1 min read

Is there value to thinking in public?

I have to start with a serious mea culpa this week. I have often asked you to reply to this email with feedback. I get emails with feedback, which, I assumed, were replies until last week. Instead, replies have been being sent into the great digital beyond. I apologize! My settings have now been fixed. If you have sent feedback and I didn't respond, it is because I never got it. If you're willing to give it another shot, this time you will get the reply you deserve. Again, I'm so sorry!

Over the next few weeks, you'll notice changes to the appearance of these posts and the organization of the site where they live.

This week I'm sharing part one of a conversation between me and Nicole Lewis. Lewis is the Engagement Editor at the Marshall Project. We've been in touch and paying attention to each other's work for more than a decade. I think her work is outstanding. I reached out because to her when I heard she and Lam Vo from Documented were pushing reporters and news organizations toward more coherent theories of change. We had so much to talk about!

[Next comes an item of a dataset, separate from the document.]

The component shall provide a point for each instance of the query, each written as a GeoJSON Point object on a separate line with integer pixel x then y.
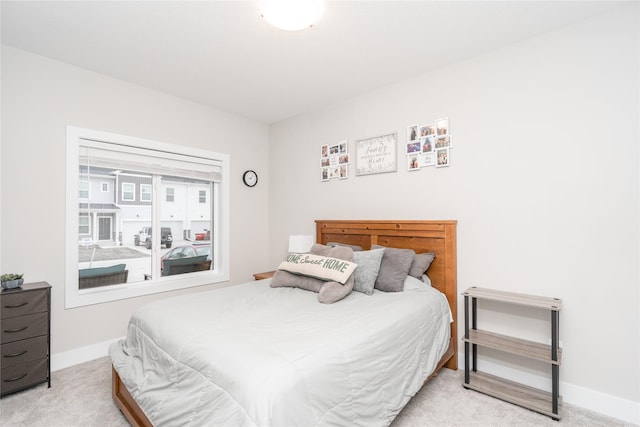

Q and A's can be a quick fix to salvage some content from a story that didn't gel or reporting that didn't pan out. But that's not what happened here. We were both asking and answering. Nicole and I used our conversation to work out ideas on utility, service, advocacy, and power. I hope you'll find something to think about or reflect with us about.

What I'm reading?

I don't usually mention the fiction I'm reading here, but Buffalo Hunter Hunter by Stephen Graham Jones is the perfect book for curling up with on a cold November night. This is a book about big questions; identity, justice, responsibility packaged into a propulsive narrative. It's spooky and contains more gore than I typically mess with. I'm about half way through and I love it.

If you haven't read Jack White's parable delivered during the White Stripes induction to the Rock and Roll Hall of Fame, do it now. It's beautiful.